Review: Kick Off by C.F. White

KickOffRating: 4 stars
Buy Link:
Amazon | iBooks | Amazon UK
Length: Novel


Jay and Seb are not so much oil and water as fire and ice. In almost every way, they’re complete opposites: Jay is the son of a loving, working class family and Seb is the heir to his father’s vast business empire. Jay is in the closet, even to himself, while Seb is out nightly, flaunting his sexuality. But when golden boy Jay Ruttman and the ice prince Sebastian Saunders come together, it’s steamy passion and an unforgettable first love.

Both young men transferred to a local East London university from other, more prestigious colleges. Jay got into a fight on the football pitch and lost his spot at the pro-Academy, having to settle for being a Sports Scholar and hoping to do well enough to impress a scout for a chance at the future he’s always wanted. Sebastian tanked his grades to get himself kicked out of his expensive private school, ending up in a public university to piss off his father. It’s here that he met Martin and Noah, his band mates, and here he ended up running into Jay.

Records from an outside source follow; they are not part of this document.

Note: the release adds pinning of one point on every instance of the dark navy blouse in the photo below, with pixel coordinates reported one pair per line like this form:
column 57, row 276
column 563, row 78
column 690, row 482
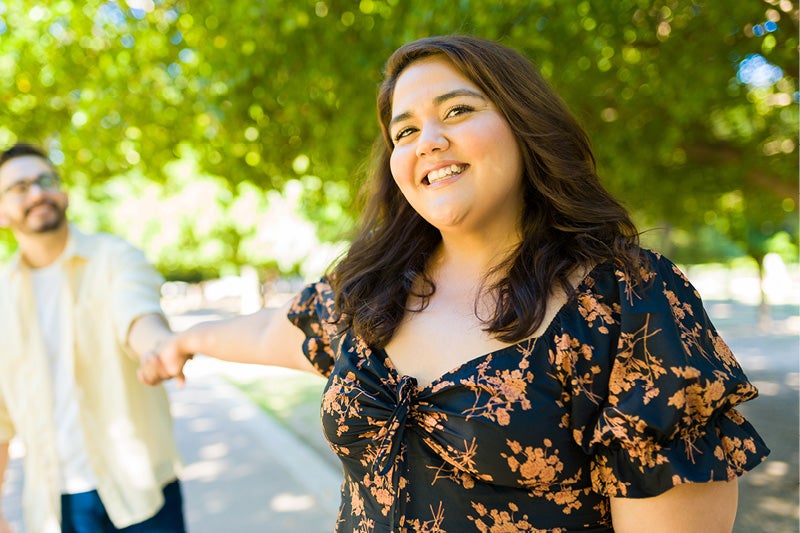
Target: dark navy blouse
column 629, row 392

It’s not love at first sight. It’s something both more complex and far more simple. Attraction and interest that turn into something that’s not quite friendship until it is, and ends up being something neither of them were looking for. Love. But love is a fragile thing and Sebastian’s father — and his father’s plans — stand in the way of any chance of happiness.

Jay doesn’t know what he wants. Not really. Having gotten himself kicked out of his previous school, he has to work twice as hard at the local university in order to catch the attention of coaches and scouts in the hopes of getting chosen for a professional football team. Lately, though, his heart hasn’t been in it and he just seems to get by. He’s still friends with Ann, his childhood girlfriend, even though they broke up years ago. He does alright in class but, it’s as if the wind’s been taken out of his sails. Jay has lost his spark, and meeting Sebastian only makes it worse. Sebastian makes him feel things he’s been trying to put aside — his interest in other men, the idea that he may not be straight — and excites him. Seb smokes and drinks, has tattoos, and sings in a rock band. He’s loud and rough and edged in a way that Jay isn’t, and he draws Jay like a flame draws a moth.

Seb’s mother abandoned her family when he was quite young, leaving him with his father who — as far as Seb can see — is just a cold, angry authority figure. He does anything and everything he can think of to both get back at William and to get his attention. Unfortunately, it only gets him disapproval, anger, and contempt. If it weren’t for his music, Seb might have turned to more violent forms of expression. Instead, he writes songs full of rage and pain and unloads his pain on Noah and Martin.

Adding even more drama to Seb’s life was his affair with Stephen, his father’s personal assistant. It was a relationship that, for Seb, was a strike against his father. A relationship that ended when Stephen got a girl pregnant and ended up married to her. Stephen still wants to control Seb, and Seb can’t help but rising to the insults and comments with sneers and snarls of his own. It’s during one of their run-ins — Stephen trying to get back into Seb’s life and bed — that Jay interferes, blackening Stephen’s eye and earning Seb’s bright, focused interest. It’s not that he needed the rescue, but having someone try to rescue him, try to help him suddenly turned Jay from “the idiot who ran into me” into the guy he wants to snog. There’s a neediness to Sebastian, an urgency to the way he shows off for Jay, the way he struts and preens and kisses Jay that’s new to both of them.

For Jay, having the bright focus of Seb on him is addictive. To get to see the sweet side, the wounded side as well as the showman who can control a crowded room, to have someone who can flirt with — and have — anyone and everyone suddenly want Jay. Jay makes Seb feel safe and relaxed; Seb makes Jay feel wanted and wonderful. It’s a first love for both of them, bright and bittersweet.

There are some honestly amusing parts, some well-written parts (and a few that are overly written), and it’s interesting to see a book about young love and first loves have an actual villain that isn’t just class prejudice. For a villain, the line between creepy and caricature can be quite slim, and Stephen crosses that line more than once. But there’s a line, in one of his confrontations with Seb, that is honestly chilling.

“What’s with the new lock on your door?”

While there’s no mentions violence or abuse towards either Seb or Jay, this story has no happy ending. It’s also a reprint of an earlier work (District Line) with name changes, new chapters, and some story edits. This is the first book of a projected trilogy with books two and three scheduled to be out later this year. It can, however, be read as a stand-alone, so you don’t necessarily have to wait for book two before reading this story. I liked Seb, I liked Jay, and I’m very curious to see what happens to them next.

elizabeth sig

Comments

  1. This sounds intriguing. Thanks for the review, Elizabeth.